If perchance you have some sort of aftermarket internals, then please DO seek the recommendation from the various menufacturers involved. For instance, I'm running a Wavetrac differential in my car that has a lifetime warranty --- unless I use a non-approved lube. For an open (non-limited slip) diff any good quality lube will work fine, either dino or synthetic as is your preference. I'd recommend using something that meets API GL-5 specs. 

"API Category GL-5 designates the type of service characteristic of gears, particularly hypoids in automotive axles under high-speed and/or low-speed, high-torque conditions. Lubricants qualified under U.S. Military specification MIL-L-2105D (formerly MIL-L-2015C), MIL-PRF-2105E and SAE J2360 satisfy the requirements of the API GL-5 service designation."

Things get "sticky" when your talking limited-slip axles. My Wavetrac for example states explicitly do NOT add any "limited slip" additive or use a lube that states it's formulated for limited-slip axles because it works differently from a traditional clutch or cone type axle, and the additive will make it NOT work. - and will void the warranty.

Bear


----------



## olde-goat (Feb 1, 2009)

If we are talking about a GM Posi, GM dealer parts counters still sells the Diff Friction Modifier additive in small 4 oz bottles. PT #992694. Definitely no on the synthetic.


----------



## Josh.AZ.GTO (Jul 11, 2009)

I have the original 3.31 gear BOP 12 Bolt. Shop said everything looked really well and only recommended replacing wheel bearings. So it is pretty stock the way it was in 1970.


----------



## ALKYGTO (Mar 29, 2010)

Josh.AZ.GTO said:


> I have the original 3.31 gear BOP 12 Bolt. Shop said everything looked really well and only recommended replacing wheel bearings. So it is pretty stock the way it was in 1970.
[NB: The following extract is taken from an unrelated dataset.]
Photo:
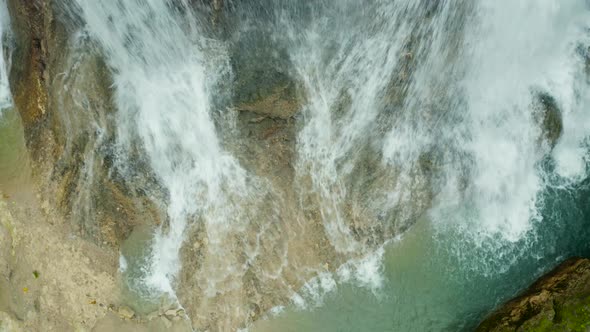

Josh, I believe your car if an original 455 GTO should have the Chevy 12 bolt rear, not the BOP (Olds) 12 bolt. Chevy type has an "eyebrow" across the cover while the Olds is smooth.


----------



## geeteeohguy (Feb 2, 2008)

At this point, we don't even know if he has a limited slip rear end or not. It's anybody's guess.


----------



## Josh.AZ.GTO (Jul 11, 2009)

geeteeohguy said:


> At this point, we don't even know if he has a limited slip rear end or not. It's anybody's guess.


Not limited slip. I was told it wouldn't need additive by the shop when I picked it up.


----------



## Josh.AZ.GTO (Jul 11, 2009)

ALKYGTO said:


> Josh, I believe your car if an original 455 GTO should have the Chevy 12 bolt rear, not the BOP (Olds) 12 bolt. Chevy type has an "eyebrow" across the cover while the Olds is smooth.


It does have the "eyebrow" you speak of and is the original rear end to the car, and yes it was a 455. I was under the impression that GM 12 bolts had different internals pending it a Pontiac or Chevrolet. I have some pictures posted in my restoration thread of the rear end as of recently back from the shop.


----------



## ALKYGTO (Mar 29, 2010)

I'd just do some 90W for now in either conventional or synthetic up to you and your budget.


----------